Marqise Lee | Wide Receiver | USC | Junior | 6'1, 195 pounds
2012 Stats: 118 catches, 1,721 yards, 14 touchdowns
The buzz was real at USC last season. Ranked as the No. 1 team in the country preseason by some publications, the Trojans were led by quarterback Matt Barkley and wide receiver Robert Woods. But as it turned out, sophomore wide receiver Marqise Lee made the biggest jump and became the impact player for USC's offense.
Initially recruited to play safety, Lee is a gifted athlete that can hurt a defense in a number of different ways. The 2012 Belitnekoff Award winner was downright dominant during his second season at USC and is in line to be a high draft pick if he bolts for the NFL after his upcoming junior season.
What he does well
Lee is a gifted athlete who wastes no movement in his routes. He gets down the field in a hurry and demonstrates explosion in every aspect of his game. A track star at USC, Lee has the speed to deliver the kill shot over the top of the defense but the quickness needed to make plays underneath. Once the ball is in his hands, Lee is a dangerous playmaker with the vision and burst to pick up extra yardage after the catch.
Once he gains the separation, Lee is gifted at tracking the football and making plays down the field. He shows outstanding leaping ability, high-pointing passes at their apex. His body control is also top notch, as he can adjuct his body along the sidelines and in the air while maintaining the focus needed to finish the catch.
While his athleticism is what jumps off the screen at first glance, Lee's physicality and toughness will separate him from other wide receivers in this class. He's a tenacious blocker who gets down the field and engages defenders with natural balance and body control. He also shows the strength to break tackles and make plays on the football over the middle.

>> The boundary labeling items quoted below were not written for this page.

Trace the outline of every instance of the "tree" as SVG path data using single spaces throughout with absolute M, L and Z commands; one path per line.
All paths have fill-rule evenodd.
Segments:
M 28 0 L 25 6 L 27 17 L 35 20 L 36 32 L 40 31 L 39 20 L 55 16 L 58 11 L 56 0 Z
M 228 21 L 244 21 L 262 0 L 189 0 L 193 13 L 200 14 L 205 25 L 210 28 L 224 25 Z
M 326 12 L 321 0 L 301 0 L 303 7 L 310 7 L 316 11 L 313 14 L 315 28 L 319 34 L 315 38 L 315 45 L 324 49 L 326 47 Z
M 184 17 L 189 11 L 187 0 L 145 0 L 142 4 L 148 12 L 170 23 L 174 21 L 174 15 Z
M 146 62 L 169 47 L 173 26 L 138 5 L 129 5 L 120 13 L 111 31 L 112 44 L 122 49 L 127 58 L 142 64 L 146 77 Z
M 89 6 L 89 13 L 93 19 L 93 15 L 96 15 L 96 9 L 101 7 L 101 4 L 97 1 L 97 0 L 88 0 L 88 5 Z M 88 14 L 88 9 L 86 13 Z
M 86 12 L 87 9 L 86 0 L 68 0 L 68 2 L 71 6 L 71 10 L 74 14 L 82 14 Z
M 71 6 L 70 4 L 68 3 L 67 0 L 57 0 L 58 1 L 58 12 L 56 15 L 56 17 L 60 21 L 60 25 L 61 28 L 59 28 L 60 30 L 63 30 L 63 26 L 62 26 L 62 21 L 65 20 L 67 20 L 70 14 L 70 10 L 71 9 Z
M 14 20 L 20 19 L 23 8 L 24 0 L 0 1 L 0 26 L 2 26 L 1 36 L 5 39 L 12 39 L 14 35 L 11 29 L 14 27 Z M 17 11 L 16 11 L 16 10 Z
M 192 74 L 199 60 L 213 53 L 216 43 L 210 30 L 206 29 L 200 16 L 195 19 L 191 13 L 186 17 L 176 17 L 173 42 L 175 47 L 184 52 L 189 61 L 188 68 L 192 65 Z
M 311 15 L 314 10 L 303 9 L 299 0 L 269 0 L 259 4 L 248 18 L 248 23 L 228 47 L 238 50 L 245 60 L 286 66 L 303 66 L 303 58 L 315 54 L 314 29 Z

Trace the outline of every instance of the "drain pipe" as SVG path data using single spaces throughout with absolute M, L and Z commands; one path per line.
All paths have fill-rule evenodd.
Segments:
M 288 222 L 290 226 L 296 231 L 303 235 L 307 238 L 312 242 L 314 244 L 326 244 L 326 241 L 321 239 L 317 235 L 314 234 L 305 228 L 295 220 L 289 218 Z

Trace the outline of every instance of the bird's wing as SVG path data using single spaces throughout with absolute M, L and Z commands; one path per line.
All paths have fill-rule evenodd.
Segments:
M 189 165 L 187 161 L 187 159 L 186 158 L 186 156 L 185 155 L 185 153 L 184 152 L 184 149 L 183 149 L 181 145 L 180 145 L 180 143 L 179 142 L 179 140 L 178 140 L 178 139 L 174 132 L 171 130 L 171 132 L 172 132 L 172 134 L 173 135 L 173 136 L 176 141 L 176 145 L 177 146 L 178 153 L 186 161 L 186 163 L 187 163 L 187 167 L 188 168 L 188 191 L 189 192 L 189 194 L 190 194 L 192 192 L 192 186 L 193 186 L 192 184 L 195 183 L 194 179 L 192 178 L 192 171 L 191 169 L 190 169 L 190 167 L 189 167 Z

What he needs to improve on
Lee's biggest issue is something he can't do a thing about. At 6-feet-1-inch tall, Lee's height isn't ideal for the position. But plenty of players have dominated the NFL ranks at similar or even smaller stature. While Lee bulked up between his freshman and sophomore years, he could stand to add even more weight to his 195-pound frame. His strength becomes an issue when trying to beat press coverage, something he doesn't do consistently enough. If he manages to get even stronger while maintaining his speed and burst, he could be a dangerous and versatile offensive weapon in the NFL.
From a technical standpoint, Lee is a solid route runner but doesn't have the experience running a ton of different routes. His skill set and focus suggest that he wouldn't have an issue running any route in the book, but USC has limited him a bit in this area. He also has a tendency to let the ball come into his body on occasion. Though for the most part, Lee is a reliable hands catcher.
Lee enters the 2013 season as the top wide receiver prospect on most boards, and for good reason. He's been dominant in two seasons at USC and should only continue to develop in his junior season. Lee's ability to stretch the defense and make plays with the ball in his hands will give him plenty of chances to impress scouts this fall.